Il pm aveva aperto un'inchiesta per mobbing, poi la dirigente aveva parlato della ripartizione dei fondi ai gruppi, di quei 2.500 euro destinati all'attività politico-istituzionale dei gruppi, 12 milioni di euro annuali sul cui utilizzo si doveva render conto a fine anno secondo uno schema preciso. L'ipotesi di reato era stata cambiata in abuso d'ufficio: i fondi finivano ai gruppi ma c'era il sospetto che i loro presidenti e amministratori dessero ogni mese il denaro a ciascun consigliere a prescindere dall'attività svolta. Nell'ottobre 2009 si era passati a contestare il peculato e la domanda cui la Procura aveva deciso di dare una risposta era diventata: i soldi erano effettivamente spesi per l'attività politico-istituzionale? L'ex Presidente del Consiglio regionale Giacomo Spissu aveva sostenuto che fosse "tutto in regola" e sottolineato "l'autonomia dell'organo legislativo". Altri colleghi avevano sostenuto fosse il pm "a dover provare la destinazione illecita di quei fondi", mentre invece "qui si chiede a noi di dimostrare come siano stati spesi" e comunque "la legge non prevede i giustificativi delle spese da parte dei singoli consiglieri".

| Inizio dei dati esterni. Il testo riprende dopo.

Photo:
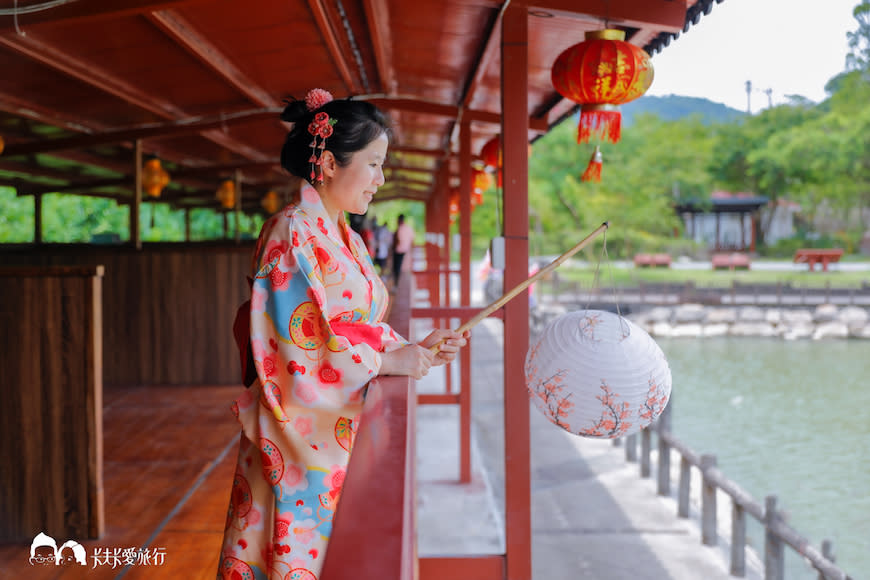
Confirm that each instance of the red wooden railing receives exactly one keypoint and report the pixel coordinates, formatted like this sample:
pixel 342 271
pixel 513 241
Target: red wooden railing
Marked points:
pixel 374 531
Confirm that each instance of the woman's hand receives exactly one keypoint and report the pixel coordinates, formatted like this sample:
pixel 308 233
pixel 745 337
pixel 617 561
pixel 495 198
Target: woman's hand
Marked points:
pixel 412 360
pixel 449 342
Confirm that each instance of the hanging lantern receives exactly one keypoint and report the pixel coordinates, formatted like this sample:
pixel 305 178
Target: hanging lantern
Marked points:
pixel 226 194
pixel 593 170
pixel 491 153
pixel 600 73
pixel 480 181
pixel 154 178
pixel 271 202
pixel 453 205
pixel 596 374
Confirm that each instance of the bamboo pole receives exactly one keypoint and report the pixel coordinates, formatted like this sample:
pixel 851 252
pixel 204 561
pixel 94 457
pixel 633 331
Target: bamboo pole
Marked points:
pixel 510 295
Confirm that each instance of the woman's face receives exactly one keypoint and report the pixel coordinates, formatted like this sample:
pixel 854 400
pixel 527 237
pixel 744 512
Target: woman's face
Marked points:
pixel 352 187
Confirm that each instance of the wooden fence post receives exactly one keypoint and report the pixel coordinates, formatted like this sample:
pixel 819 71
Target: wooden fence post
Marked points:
pixel 631 447
pixel 645 448
pixel 708 502
pixel 738 539
pixel 774 550
pixel 685 487
pixel 827 552
pixel 664 467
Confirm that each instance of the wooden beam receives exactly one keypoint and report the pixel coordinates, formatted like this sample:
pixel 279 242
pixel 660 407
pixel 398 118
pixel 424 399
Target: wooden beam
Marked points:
pixel 333 46
pixel 397 167
pixel 407 151
pixel 21 108
pixel 185 34
pixel 84 10
pixel 151 131
pixel 61 61
pixel 665 15
pixel 36 170
pixel 378 16
pixel 451 111
pixel 515 107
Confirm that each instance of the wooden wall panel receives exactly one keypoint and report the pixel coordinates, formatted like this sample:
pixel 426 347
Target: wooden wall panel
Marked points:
pixel 51 416
pixel 168 309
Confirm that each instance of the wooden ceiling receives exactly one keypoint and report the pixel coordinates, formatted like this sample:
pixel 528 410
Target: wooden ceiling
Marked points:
pixel 201 83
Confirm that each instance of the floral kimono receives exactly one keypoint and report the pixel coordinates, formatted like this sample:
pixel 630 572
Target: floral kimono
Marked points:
pixel 315 338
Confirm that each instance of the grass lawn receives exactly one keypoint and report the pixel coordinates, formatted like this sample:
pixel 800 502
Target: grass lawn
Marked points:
pixel 627 277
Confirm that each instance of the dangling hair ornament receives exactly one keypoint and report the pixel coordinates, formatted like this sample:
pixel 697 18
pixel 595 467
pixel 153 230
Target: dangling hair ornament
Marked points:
pixel 320 127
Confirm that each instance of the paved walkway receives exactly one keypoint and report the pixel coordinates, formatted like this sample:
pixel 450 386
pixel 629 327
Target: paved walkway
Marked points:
pixel 593 516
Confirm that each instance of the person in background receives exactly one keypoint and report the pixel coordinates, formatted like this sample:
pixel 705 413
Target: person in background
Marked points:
pixel 311 338
pixel 383 245
pixel 402 244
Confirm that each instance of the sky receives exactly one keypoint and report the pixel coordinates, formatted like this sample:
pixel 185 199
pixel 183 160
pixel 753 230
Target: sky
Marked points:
pixel 792 47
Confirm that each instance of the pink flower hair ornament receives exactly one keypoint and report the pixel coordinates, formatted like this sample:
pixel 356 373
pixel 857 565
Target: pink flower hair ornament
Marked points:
pixel 320 127
pixel 316 98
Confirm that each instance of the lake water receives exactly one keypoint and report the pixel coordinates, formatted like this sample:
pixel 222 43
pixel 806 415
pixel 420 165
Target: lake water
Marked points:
pixel 788 418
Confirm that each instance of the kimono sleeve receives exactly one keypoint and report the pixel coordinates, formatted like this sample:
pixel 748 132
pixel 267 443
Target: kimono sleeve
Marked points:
pixel 294 345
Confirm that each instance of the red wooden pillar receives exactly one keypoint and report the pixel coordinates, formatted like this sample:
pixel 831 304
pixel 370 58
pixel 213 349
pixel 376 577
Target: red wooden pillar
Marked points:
pixel 515 120
pixel 753 231
pixel 465 299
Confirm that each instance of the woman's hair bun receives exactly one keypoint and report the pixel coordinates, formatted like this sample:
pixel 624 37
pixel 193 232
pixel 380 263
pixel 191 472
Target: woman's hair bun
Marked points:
pixel 294 111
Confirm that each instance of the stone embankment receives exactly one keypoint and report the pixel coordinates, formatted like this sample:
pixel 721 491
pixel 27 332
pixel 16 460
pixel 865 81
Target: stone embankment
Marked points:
pixel 697 321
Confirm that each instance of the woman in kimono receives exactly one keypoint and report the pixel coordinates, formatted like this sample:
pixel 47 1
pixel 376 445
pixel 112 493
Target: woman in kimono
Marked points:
pixel 316 339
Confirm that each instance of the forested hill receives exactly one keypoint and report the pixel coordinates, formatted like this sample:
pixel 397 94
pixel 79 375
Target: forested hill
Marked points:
pixel 674 107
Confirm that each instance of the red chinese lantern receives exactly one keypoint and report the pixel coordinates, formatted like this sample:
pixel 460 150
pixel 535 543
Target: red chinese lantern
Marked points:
pixel 601 73
pixel 593 170
pixel 453 205
pixel 271 202
pixel 491 153
pixel 226 194
pixel 154 178
pixel 480 181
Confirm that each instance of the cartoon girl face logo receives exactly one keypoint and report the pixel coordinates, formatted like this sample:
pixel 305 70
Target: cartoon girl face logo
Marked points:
pixel 44 551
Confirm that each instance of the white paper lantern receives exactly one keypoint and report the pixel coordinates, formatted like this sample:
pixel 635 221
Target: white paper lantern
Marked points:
pixel 597 374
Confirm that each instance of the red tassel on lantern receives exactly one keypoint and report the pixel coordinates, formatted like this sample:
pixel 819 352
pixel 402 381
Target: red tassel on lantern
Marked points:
pixel 600 73
pixel 599 123
pixel 593 170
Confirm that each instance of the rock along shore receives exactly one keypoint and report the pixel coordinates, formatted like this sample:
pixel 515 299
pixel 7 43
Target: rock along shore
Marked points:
pixel 700 321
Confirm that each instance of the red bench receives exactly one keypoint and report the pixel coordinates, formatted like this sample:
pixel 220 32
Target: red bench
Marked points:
pixel 813 256
pixel 652 260
pixel 730 261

Ben diverse le convinzioni del pm (passate poi al vaglio di parecchi giudici, Cassazione compresa): i soldi erano stati usati per stipendi e contributi alle segretarie nonostante apposite indennità, affitto di uffici e appartamenti, acquisto di auto, quotidiani, periodici, riviste e libri, contributi per convegni su transumanza e balli tradizionali, versamenti al partito utili a detrazioni fiscali. Qualcuno aveva pagato un Capodanno a Milano con signora per poi dire: "Era un errore". Ed era cominciato il processo. Solo il primo di una serie, condito anche da alcuni clamorosi arresti nel novembre 2013.

Al momento le sentenze definitive hanno riguardato 59 consiglieri. Sei di loro sono stati protagonisti di una doppia decisione perché coinvolti in due filoni diversi in quanto componenti di partiti differenti o eletti in due legislature. Diciassette sono stati ritenuti definitivamente responsabili dalla Cassazione, che ha rispedito le posizioni di nove di loro in Appello solo per la quantificazione esatta della pena al netto delle prescrizioni (e di alcune spese che potrebbero essere ritenute lecite in quanto legislative). Tre hanno patteggiato, dieci sono stati assolti, per dodici è arrivata l'archiviazione, per altri diciassette è stata dichiarata la prescrizione (l'ultima volta nell'udienza del 24 marzo). Restano da definire altre 66 posizioni, altrettanti consiglieri ed ex consiglieri regionali in alcuni casi già coinvolti nelle tranche precedenti dell'inchiesta. Quarantuno sono sotto processo, altri 21 (cinque dei quali fanno parte anche della lista precedente) sono sotto indagine, tre sono stati condannati in primo grado, uno in Appello. Tra loro senatori, parlamentari, ex assessori, sindaci, presidenti di commissione, amministratori di società.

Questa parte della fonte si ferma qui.